韓国で新設された「法歪曲罪」の施行後、判決や捜査結果に不服を持つ人々による告発が相次ぎ、警察が対応に苦慮している。
捜査関係者によると、告発対象はチョ・ヒデ大法院長やパク・ヨンジェ大法官に続き、シム・ウジョン前検察総長、チ・グィヨン部長判事、高位公職者犯罪捜査処(公捜処)のオ・ドンフン処長、さらに三つの特別検察関係者にまで広がっている。
市民団体「庶民民生対策委員会」はソウル警察庁に対し、特別検察関係者や公捜処幹部ら計28人を、法歪曲罪と職権乱用の疑いで告発した。
また、スマートソリューションズ株主連帯側も、カン・ヨングォン元エディソンモーターズ会長に一部無罪を言い渡した一審裁判長について、法歪曲罪での処罰を求める告訴状を提出したとされる。

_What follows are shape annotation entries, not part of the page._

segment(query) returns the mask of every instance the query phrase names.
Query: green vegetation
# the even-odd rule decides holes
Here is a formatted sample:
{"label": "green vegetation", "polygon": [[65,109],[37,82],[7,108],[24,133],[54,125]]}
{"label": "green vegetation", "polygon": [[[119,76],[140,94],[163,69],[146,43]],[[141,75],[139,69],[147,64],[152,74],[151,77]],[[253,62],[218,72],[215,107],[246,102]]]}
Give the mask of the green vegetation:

これに先立ち、弁護士は今月2日、チョ・ヒデ大法院長とパク・ヨンジェ大法官を同罪で処罰するよう警察庁に告発した。2025年5月、イ・ジェミョン(李在明)大統領の公職選挙法違反事件を巡り、大法院の全員合議体が有罪趣旨で破棄差し戻しを決定したことが「法の歪曲」に当たると主張している。

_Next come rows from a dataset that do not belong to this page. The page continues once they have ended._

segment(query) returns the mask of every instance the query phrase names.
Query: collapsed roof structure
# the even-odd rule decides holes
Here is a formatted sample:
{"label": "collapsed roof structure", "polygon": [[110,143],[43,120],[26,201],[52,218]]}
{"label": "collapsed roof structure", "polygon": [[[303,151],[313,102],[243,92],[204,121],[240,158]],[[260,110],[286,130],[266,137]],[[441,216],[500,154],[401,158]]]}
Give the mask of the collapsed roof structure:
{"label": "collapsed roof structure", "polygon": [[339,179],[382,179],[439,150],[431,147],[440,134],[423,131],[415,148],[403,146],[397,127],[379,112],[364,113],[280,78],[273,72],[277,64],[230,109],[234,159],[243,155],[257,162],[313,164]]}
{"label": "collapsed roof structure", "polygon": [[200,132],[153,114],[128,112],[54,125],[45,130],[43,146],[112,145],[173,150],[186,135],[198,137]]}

警察は当初、この告発事件を京畿南部警察庁龍仁西部警察署に割り当てたが、事案の重大性を考慮し、ソウル警察庁広域捜査団に再配分した。シム・ウジョン前検察総長やチ・グィヨン部長判事に対する告発も同捜査団が担当する。
ただ、警察内部では今回の状況に強い負担感が広がっている。法歪曲罪は、判事や検事、捜査担当者が法律を誤って適用したり歪めたりした場合に処罰する内容だが、捜査の前例がほとんどない。法律専門家の判断の妥当性を警察が調べる必要があるためだ。さらに、捜査機関自体も同罪の適用対象となり得る点も難しさを増している。
こうした状況を受け、警察庁は関連事件を原則として各市・道警察庁が直接捜査し、事件が受理された場合は警察庁に報告して法理の検討と指揮を受ける体制を整えた。警察関係者は「法理的に検討すべき点が多く、各地方警察庁で準備を進めている。警察庁でも別途検討を進めており、関連する判例や事例も確認している」と説明した。
警察庁は先週、現場に向けて法歪曲罪の捜査参考資料も配布した。資料には条文構造や構成要件、適用基準などに関する解釈が盛り込まれているという。
警察は今後、市・道警察庁を中心に捜査を進める一方、内容が不明確だったり同様の申告が繰り返されるケースについては、一般警察署レベルで処理する案も検討している。